GUANGZHOU, Chine – Un nombre croissant de personnes quittent le Moyen-Orient pour se rendre à Guangzhou, dans le sud-est de la Chine, dont beaucoup sont des commerçants qui vendent des produits chinois.
Cet afflux a été accéléré par la politique du gouvernement chinois visant à renforcer les liens avec les économies émergentes dans un contexte de frictions commerciales avec les États-Unis. Une zone autour de la gare de Taojin, dans la ville, est désormais surnommée « Petit Moyen-Orient », et abrite de nombreux restaurants du Moyen-Orient.
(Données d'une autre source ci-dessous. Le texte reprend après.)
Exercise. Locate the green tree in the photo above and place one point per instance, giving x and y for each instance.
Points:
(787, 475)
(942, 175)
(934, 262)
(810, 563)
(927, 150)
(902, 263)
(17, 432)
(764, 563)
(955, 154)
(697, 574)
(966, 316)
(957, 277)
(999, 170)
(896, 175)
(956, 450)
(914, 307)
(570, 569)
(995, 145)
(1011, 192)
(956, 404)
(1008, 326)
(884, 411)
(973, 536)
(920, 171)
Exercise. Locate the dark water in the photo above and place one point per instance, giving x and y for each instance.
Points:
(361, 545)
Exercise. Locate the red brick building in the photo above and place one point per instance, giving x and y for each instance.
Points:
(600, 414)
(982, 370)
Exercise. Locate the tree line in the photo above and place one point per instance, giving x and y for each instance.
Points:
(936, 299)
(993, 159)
En Chine, les activités religieuses sont fortement réglementées par l’État, mais les musulmans d’autres pays ont pu gérer les mosquées à leur manière à Guangzhou.
Un vendredi typique d’octobre, environ 3 000 musulmans, pour la plupart originaires du Moyen-Orient et d’Afrique, se sont rassemblés dans une mosquée pour une prière collective au centre de la ville.
« Pour nous, musulmans, avoir une mosquée à visiter dans la ville est une bonne chose », a déclaré Rahiman Ali, originaire d’Arabie Saoudite, qui importe des périphériques informatiques.
Alors que la Chine a négocié la normalisation des relations diplomatiques entre l’Iran et l’Arabie saoudite en 2023, la présence chinoise au Moyen-Orient s’est accrue et la province du Guangdong, une puissance manufacturière majeure de la deuxième économie mondiale, est devenue un centre d’attention.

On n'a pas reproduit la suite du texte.